Saturday, 29 November 2008

Back At The BBC Good Food Show

Once or twice a year we take our Sarah Smith Brand on the road at a big public event like this one.

With around 150,000 visitos over 5 days it provides a great way to showcase the products but more importantly to hear what people REALLY think of the Brand.

I have learnt that THEY define your brand.

You don't.

You think you do but you don't.

Once you send your Brand out into the world it acquires a momentum you cannot entirely control. So we have learnt to listen and reflect back what we hear.

We have trebled sales of Sarah Smith since 2006. Trust me. It works.

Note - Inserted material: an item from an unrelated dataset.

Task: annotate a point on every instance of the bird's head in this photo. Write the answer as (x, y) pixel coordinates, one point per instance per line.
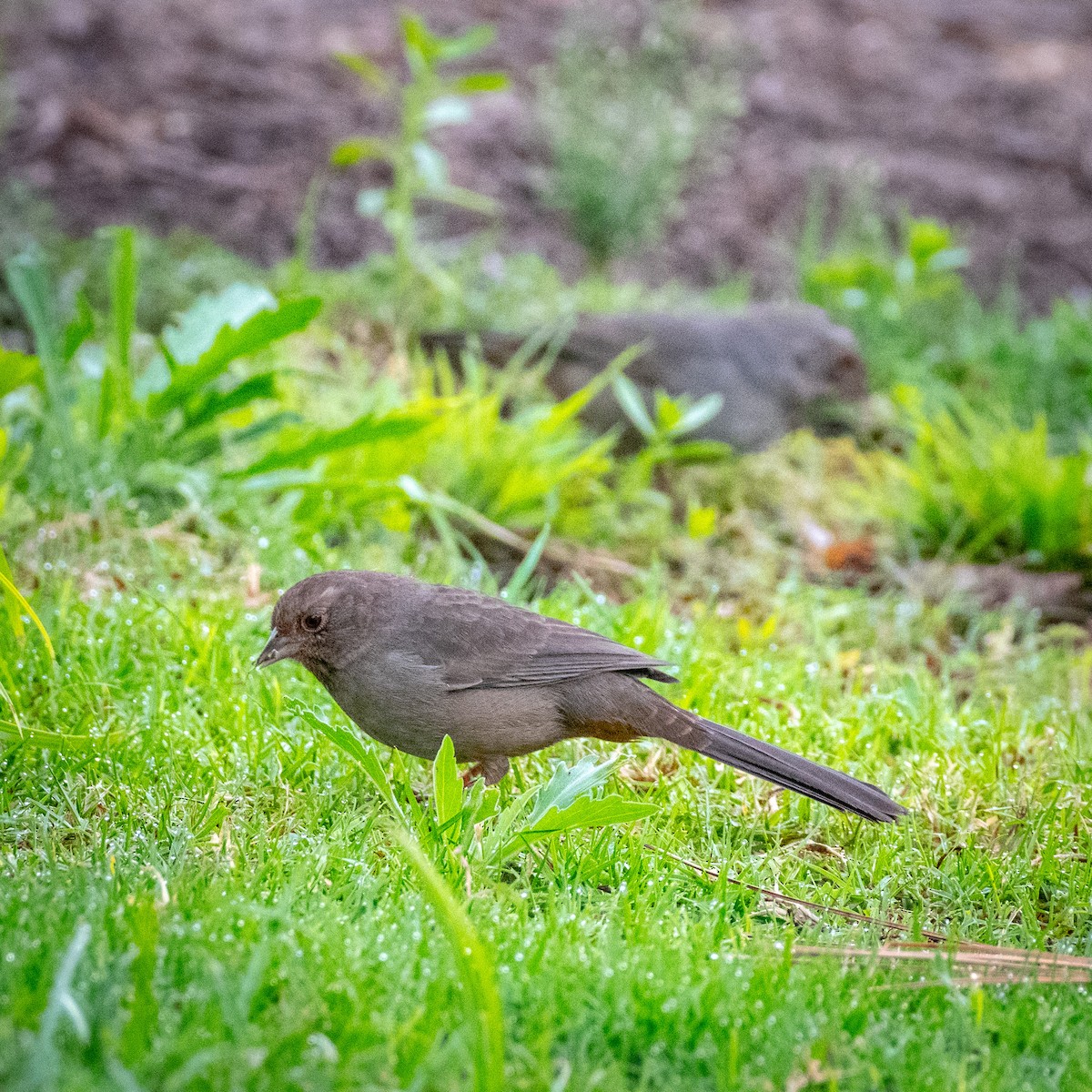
(308, 621)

Wednesday, 26 November 2008

41 Things We Did During The Turnaround

I had been mulling over a concise, pithy, and to the point post along the lines of "10 Turnaround Tips For Troubled Times" but then Paul Fabretti ( @paulfabretti ) said this:

@gapingvoid agree. Sick of reading trite "10 reasons why" posts...

So instead I will share with you the full list of things Martyn and I wrote down in a bar in Amsterdam two years into the project when reviewing how far we had come by that point.

I have two objectives in doing this:

1. To illustrate that executing a turnaround is not necessarily straightforward. Yes there are some basics that you need to get right to sort your cash flow and stop the bleeding but turnarounds have two phases: crisis management and comeback. I can give you some crisis tips that should help you stabilise but comebacks are tougher.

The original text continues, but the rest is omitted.